Computer Architecture Lab/WS2007/diogenes instruction2
Diogenes Instruction Set
[edit | edit source](Minimalistic Instruction Set Architecture)
Διογένησ
Diogenes is a 32 Bit reduced RISC with 16 Bit wide instructions. It uses 16 general purpose registers, each 32 Bit wide.
There are several Types of Instructions:
- Arithmetic and Logic (3 Registers)
- Load Immediate (1 Register, 8Bit Immediate)
- Compare (3 Registers)
- Branch (1 Register condition, 8Bit signed Offset)
- Add/shift (1 Register, 6Bit Immediate)
- unconditional Jump (2 Registers: jump address and saved PC for calls)
- Move (2 Registers)
- Load/store (2 Registers, and
- select (special instructions for selecting (sign-extended) bytes or halfwords of a 32-Bit word)
Registers
[edit | edit source]- The 16 registers of diogenes are named l0 to l7 and h0 to h7.
- Most instructions may use all registers arbitrary as destination- and source-registers.
Two registers with the same number (e.g. l3 and h3) are called "brother-registers".
Some instructions may only use the first source-register or its corresponding brother-register as the result-register (e.g. "adi r1, r1, 1", and "adi r1, h1, 5" are allowed while "adi r1, r2, 1" is not possible).
Detailed Instruction Set and Bit encoding
[edit | edit source]The most significant bits of the instruction word define the instruction category.
Arithmetic Instructions
[edit | edit source]add | rd = ra + rb | |
subtract | rd = ra - rb | |
logical bitwise and | rd = ra + rb | |
logical bitwise or | rd = ra or rb | |
logical bitwise xor | rd = ra ^ rb | |
shift left signed | rd = ra << rb | rb is interpreted as signed value, negative values indicate an arithmetic shift right |
Load Immediate Instructions
[edit | edit source]load 8bit | rd = imm |
shift and load 8bit | rd = (rd << 8) + imm |
These 8-Bit instructions can be used to load immediate values. For example to load the 32 Bit Value 0x87654321 to r1, the following instructions can be executed:
- ldi r1, 0x87
- shi r1, 0x65
- shi r1, 0x43
- shi r1, 0x21
Our assembler supports a pseudo instruction to load 32-Bit values and uses these instructions internally.
Compare Instructions
[edit | edit source]Compare instructions compare the values of the registers ra and rb (that might be any of the 16 general purpose registers) and writes 0 or zero to the chosen register rd. The compare operations available are ra < rb for both signed and unsigned numbers. The semantic of >, <= or >= can be modeled with the branch instructions and/or exchanging ra and rb.
In this category, two instructions are still undefined, and might be used for future extensions like like multiplication.
Branch Instructions
[edit | edit source]Branch instructions are PC-relative (Program Counter) and have an 8 Bit signed offset. The check the contents of an register an branch either on a zero or non-zero value of this register. In the decode-stage (stage 2) the branch gets active and thus has one delayslot.

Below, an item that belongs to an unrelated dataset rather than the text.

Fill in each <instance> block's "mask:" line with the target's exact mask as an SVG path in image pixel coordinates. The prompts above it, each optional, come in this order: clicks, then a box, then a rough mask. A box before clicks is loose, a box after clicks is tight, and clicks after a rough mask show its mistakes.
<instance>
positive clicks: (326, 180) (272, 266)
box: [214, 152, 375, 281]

shift/add 6Bit Immediate Instructions
[edit | edit source]These instructions are used to add or shift the value of a register with a 6Bit signed Immediate value. The result is stored in rd while the source-register may either be rd or the brother-register of rd.
Special Instructions
[edit | edit source]- The jump instruction unconditionally jumps to the address stored in ra with one delay slot (note that rd is ignored by this instruction and should be 0 to enable future extensions).

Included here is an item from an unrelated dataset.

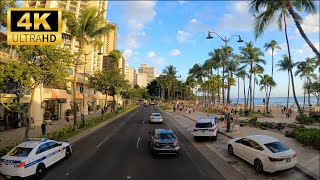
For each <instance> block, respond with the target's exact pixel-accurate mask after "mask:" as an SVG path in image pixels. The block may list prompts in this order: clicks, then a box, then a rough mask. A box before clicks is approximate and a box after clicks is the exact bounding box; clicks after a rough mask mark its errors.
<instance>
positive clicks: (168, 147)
mask: <svg viewBox="0 0 320 180" xmlns="http://www.w3.org/2000/svg"><path fill="white" fill-rule="evenodd" d="M149 133H150V134H151V141H150V147H151V153H152V155H156V154H178V152H179V149H180V146H179V143H178V138H177V136H176V134H175V133H174V132H173V131H172V130H171V129H155V130H153V131H152V132H149Z"/></svg>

- The call instruction is exactly the same as jump, except that the value of PC is stored to rd before the jump.
- The move instruction simply moves the contents of ra to rd
- The ld/ldio instructions load a value from address ra to rd (from internal memory resp. I/O).

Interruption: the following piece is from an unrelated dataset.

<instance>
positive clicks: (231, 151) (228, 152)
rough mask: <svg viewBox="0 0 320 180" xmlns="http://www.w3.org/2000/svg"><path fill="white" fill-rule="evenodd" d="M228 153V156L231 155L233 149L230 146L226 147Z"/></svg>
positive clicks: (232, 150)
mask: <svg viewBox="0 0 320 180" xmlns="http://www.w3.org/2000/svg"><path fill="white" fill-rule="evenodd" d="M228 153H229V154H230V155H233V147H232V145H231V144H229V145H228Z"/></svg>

- The st/stio instructions store the value of rd to a location at address ra (in internal memory resp. I/O). Note that this instruction does not use rd as destination-register.
Select Instructions (currently not implemented)
[edit | edit source]Select instructions are used to mask out a signed or unsigned, word or halfword from a 32 bit register. They can be used to "emulate" unaligned memory access (which is not supported by ld/st instructions) and to sign/zero extend byte and halfword values.
- the seh and seb instructions use the lower bits of register ra to determin which byte or halfword should be selected. They treat values as unsigned.
- the seixx intructions select the byte/halfword specified by imm and are available in signed and unsigned versions.
- these instructions are not implemented in our current processor design (and might be removed).